September 2013, Volume 34, Issue 8
Published by AEGIS Communications


Maxillofacial Prosthetics: History to Modern Applications. Part 1 – Obturators

Gregory J. Paprocki, DDS

ABSTRACT

The role of the maxillofacial prosthodontist in the treatment of head and neck cancer patients is not well understood in the medical community. Frequently, dental professionals are called upon by physicians to provide advice regarding the complex needs of head and neck cancer patients. Most general dentists have had limited training in this area. The general dentist has the opportunity to provide the bridge between the physician and the maxillofacial prosthodontist, who can provide treatment information to both the general dentist and the physician. A better understanding of maxillofacial prosthodontics can clarify which patients should be referred to a maxillofacial prosthodontist for treatment.

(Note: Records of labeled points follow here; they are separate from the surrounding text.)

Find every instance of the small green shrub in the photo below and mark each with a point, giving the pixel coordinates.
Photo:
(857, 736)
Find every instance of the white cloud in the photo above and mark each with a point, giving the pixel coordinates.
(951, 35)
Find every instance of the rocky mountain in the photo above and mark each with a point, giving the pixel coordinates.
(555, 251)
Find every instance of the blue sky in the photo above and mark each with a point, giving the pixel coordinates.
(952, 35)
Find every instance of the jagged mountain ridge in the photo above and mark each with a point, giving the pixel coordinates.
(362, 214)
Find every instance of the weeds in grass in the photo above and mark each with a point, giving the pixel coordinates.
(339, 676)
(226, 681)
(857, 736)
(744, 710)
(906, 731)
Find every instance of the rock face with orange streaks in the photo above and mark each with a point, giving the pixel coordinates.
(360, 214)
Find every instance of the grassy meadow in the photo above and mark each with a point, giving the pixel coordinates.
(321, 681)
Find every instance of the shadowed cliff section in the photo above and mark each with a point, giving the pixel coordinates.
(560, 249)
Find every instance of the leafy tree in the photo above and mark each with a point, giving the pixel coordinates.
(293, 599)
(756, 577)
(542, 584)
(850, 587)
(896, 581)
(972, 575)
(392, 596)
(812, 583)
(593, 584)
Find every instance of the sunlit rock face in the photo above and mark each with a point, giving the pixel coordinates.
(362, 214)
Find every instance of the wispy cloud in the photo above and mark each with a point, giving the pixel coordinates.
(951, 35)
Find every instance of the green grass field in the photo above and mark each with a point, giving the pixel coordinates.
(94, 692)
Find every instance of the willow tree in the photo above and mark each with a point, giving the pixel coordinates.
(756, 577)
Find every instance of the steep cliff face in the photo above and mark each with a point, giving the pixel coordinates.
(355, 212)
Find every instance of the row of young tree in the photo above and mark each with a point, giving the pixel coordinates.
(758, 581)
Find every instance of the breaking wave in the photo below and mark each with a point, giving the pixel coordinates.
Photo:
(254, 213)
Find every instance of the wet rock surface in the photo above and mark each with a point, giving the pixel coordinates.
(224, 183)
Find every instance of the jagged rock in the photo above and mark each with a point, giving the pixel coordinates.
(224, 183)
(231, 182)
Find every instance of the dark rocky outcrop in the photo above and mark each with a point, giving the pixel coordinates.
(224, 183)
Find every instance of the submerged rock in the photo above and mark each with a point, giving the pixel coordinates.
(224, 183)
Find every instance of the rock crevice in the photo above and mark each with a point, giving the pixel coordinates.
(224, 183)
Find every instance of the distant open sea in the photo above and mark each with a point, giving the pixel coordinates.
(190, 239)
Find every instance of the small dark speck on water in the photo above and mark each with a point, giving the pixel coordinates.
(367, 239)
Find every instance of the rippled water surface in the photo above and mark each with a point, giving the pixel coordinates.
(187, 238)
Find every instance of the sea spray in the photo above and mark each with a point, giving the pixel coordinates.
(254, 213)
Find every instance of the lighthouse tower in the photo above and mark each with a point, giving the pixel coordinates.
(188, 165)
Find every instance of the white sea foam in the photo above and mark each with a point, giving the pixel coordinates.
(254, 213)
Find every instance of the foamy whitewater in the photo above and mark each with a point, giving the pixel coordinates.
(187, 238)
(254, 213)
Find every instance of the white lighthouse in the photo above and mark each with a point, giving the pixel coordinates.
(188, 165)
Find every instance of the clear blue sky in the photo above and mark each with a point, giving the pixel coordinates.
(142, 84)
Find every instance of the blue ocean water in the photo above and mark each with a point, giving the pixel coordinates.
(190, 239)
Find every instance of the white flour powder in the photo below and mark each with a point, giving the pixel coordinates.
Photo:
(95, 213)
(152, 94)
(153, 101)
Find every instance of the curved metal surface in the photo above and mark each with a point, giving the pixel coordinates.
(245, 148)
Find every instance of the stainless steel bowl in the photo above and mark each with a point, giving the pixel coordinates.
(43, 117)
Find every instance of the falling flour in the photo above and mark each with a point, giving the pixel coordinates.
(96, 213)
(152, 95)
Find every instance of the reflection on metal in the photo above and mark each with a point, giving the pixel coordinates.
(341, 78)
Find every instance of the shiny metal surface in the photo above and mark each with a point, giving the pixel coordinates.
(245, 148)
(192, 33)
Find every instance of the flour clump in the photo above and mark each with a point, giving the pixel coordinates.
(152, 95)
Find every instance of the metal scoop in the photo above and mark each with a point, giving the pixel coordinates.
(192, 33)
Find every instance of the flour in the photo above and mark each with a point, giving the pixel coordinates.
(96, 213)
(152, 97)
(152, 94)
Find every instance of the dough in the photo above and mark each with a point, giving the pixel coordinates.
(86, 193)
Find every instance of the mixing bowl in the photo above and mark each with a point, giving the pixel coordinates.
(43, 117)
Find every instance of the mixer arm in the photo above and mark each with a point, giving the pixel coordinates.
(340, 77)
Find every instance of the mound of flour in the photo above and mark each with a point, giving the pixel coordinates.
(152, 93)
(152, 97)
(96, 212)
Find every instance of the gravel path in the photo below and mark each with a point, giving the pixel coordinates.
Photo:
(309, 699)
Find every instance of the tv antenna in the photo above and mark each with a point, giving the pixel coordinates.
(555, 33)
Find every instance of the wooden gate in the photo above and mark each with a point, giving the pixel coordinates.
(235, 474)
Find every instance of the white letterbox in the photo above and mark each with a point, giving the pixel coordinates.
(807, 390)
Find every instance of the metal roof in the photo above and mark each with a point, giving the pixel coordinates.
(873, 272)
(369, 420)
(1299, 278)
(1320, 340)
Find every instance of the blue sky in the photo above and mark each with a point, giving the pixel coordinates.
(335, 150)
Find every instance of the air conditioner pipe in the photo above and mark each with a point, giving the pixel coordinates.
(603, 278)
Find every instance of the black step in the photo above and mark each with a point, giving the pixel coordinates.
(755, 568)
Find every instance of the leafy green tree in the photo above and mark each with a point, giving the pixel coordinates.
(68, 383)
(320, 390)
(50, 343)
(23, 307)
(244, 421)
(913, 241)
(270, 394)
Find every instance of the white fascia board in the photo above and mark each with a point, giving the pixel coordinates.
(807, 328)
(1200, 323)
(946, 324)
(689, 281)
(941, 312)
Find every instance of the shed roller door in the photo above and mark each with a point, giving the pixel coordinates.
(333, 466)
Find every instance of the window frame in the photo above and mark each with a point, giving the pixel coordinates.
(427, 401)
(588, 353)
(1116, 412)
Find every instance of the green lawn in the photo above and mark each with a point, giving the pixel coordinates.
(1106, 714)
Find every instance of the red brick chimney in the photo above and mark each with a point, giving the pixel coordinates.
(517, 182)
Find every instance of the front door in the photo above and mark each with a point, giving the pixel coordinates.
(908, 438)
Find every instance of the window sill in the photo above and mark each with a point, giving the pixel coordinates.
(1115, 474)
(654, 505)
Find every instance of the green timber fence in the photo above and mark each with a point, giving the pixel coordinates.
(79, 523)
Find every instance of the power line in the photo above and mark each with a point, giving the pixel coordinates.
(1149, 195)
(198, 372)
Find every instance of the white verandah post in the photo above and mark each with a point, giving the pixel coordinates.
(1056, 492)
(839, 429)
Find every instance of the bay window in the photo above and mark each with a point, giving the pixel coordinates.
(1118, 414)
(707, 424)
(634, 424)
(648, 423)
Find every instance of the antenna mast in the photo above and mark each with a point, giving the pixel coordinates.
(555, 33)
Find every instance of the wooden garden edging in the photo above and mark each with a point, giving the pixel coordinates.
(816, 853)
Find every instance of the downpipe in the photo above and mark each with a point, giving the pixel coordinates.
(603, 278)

Maxillofacial prosthetics is the branch of prosthodontics concerned with the restoration and/or replacement of the stomatognathic and craniofacial structures with prostheses that may or may not be removed on a regular or elective basis.1 Within maxillofacial prosthetics there are basically four broad areas of focus: 1) obturators; 2) speech and/or swallow prostheses; 3) mandibular resection prostheses; and 4) extraoral facial prostheses. Detailed historical reviews of obturator prostheses are available elsewhere.2,3 The aim of this article is to highlight milestones leading to the modern-day obturator prostheses. A discussion of conventional therapeutic processes will provide insight into the role of the general dentist in management of these challenging patients.

The Defects

Maxillary defects can be congenital, the result of trauma, or the postoperative condition following surgical resection of a maxillary tumor. Regardless of the etiology, the clinical problems that must be overcome are identical. Because maxillectomy patients are missing a portion of the hard palate, speech is hypernasal, and swallow results in nasal regurgitation (food or fluid out of the nose). If the soft palate is involved, fluid or a food bolus cannot be properly propelled into the esophagus, swallow is difficult if not impossible, and speech is hypernasal.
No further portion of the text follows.